AIDG: Evaluating Asymmetry Between Information Extraction and Containment in Multi-Turn Dialogue
AI 摘要
AIDG框架评估LLM在多轮对话中信息提取与包含的不对称性,揭示其推理瓶颈。
主要贡献
- 提出了AIDG评估框架,用于评估LLM的战略推理能力
- 设计了AIDG-I和AIDG-II两个任务,分别测量社交推理和约束满足
- 发现LLM在信息包含方面优于信息提取,存在能力不对称
方法论
设计博弈论框架AIDG,包含社交演绎和“20问”两个任务,通过与LLM进行多轮对话,分析其在信息提取和包含方面的能力差异。
原文摘要
Evaluating the strategic reasoning capabilities of Large Language Models (LLMs) requires moving beyond static benchmarks to dynamic, multi-turn interactions. We introduce AIDG (Adversarial Information Deduction Game), a game-theoretic framework that probes the asymmetry between information extraction (active deduction) and information containment (state maintenance) in dialogue. We propose two complementary tasks: AIDG-I, measuring pragmatic strategy in social deduction, and AIDG-II, measuring constraint satisfaction in a structured "20 Questions" setting. Across 439 games with six frontier LLMs, we observe a clear capability asymmetry: models perform substantially better at containment than deduction, with a 350 ELO advantage on defense;(Cohen's d = 5.47).

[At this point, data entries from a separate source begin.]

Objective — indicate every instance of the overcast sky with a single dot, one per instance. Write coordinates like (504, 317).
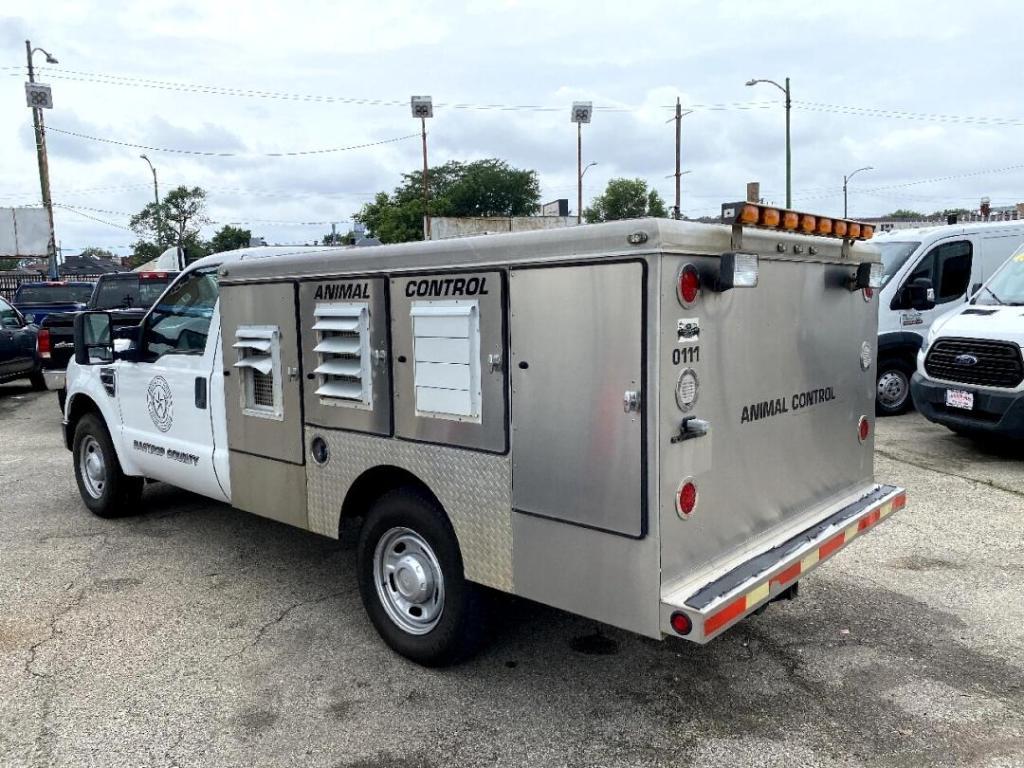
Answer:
(128, 73)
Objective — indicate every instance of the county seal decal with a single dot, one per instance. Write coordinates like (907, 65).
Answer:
(160, 402)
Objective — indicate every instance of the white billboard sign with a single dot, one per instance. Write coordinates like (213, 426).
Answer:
(25, 232)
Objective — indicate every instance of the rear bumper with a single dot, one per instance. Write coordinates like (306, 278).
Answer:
(996, 413)
(720, 601)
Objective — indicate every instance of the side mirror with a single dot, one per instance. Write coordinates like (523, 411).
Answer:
(921, 295)
(93, 342)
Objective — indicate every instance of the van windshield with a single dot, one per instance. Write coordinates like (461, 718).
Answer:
(1007, 286)
(894, 255)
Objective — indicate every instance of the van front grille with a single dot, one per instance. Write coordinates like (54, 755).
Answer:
(984, 364)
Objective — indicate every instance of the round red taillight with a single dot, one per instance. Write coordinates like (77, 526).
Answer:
(863, 428)
(686, 499)
(688, 286)
(681, 623)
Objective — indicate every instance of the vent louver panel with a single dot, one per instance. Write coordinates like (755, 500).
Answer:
(343, 354)
(446, 340)
(258, 351)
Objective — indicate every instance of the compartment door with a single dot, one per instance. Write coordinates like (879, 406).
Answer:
(578, 348)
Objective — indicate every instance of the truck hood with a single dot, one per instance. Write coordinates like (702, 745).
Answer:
(983, 322)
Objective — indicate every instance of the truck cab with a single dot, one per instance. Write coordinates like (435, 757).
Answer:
(927, 272)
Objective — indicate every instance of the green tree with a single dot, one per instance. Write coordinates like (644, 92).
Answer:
(229, 238)
(483, 187)
(176, 221)
(97, 253)
(626, 199)
(904, 214)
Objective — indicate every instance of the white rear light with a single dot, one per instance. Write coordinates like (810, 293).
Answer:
(737, 270)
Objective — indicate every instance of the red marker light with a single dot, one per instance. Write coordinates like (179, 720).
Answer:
(681, 623)
(686, 500)
(689, 285)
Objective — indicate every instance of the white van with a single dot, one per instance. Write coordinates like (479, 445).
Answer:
(928, 272)
(971, 370)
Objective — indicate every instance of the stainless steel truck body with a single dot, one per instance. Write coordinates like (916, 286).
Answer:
(609, 419)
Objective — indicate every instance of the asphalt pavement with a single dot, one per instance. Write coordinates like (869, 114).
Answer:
(195, 635)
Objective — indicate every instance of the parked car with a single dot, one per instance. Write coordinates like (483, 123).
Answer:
(18, 355)
(36, 300)
(971, 370)
(126, 295)
(943, 266)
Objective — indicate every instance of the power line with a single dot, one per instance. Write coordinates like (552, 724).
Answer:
(297, 153)
(219, 90)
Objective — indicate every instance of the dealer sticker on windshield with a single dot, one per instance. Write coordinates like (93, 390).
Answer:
(960, 398)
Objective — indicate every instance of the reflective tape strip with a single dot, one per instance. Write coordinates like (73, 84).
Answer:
(743, 603)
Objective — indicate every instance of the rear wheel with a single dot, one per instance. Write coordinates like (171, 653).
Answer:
(107, 491)
(893, 392)
(412, 582)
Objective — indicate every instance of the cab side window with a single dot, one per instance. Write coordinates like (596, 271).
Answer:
(180, 323)
(948, 267)
(8, 315)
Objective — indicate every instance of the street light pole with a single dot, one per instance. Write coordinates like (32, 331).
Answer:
(156, 198)
(788, 153)
(423, 108)
(846, 180)
(44, 168)
(580, 115)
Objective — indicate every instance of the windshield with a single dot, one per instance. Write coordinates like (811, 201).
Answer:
(1007, 286)
(44, 294)
(894, 255)
(125, 293)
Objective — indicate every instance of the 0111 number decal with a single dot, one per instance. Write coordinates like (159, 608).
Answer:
(687, 355)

We identify two bottlenecks driving this gap: (1) Information Dynamics, where confirmation strategies are 7.75x more effective than blind deduction (p < 0.00001), and (2) Constraint Adherence, where instruction-following degrades under conversational load, accounting for 41.3% of deductive failures. These findings suggest that while LLMs excel at local defensive coherence, they struggle with the global state tracking required for strategic inquiry.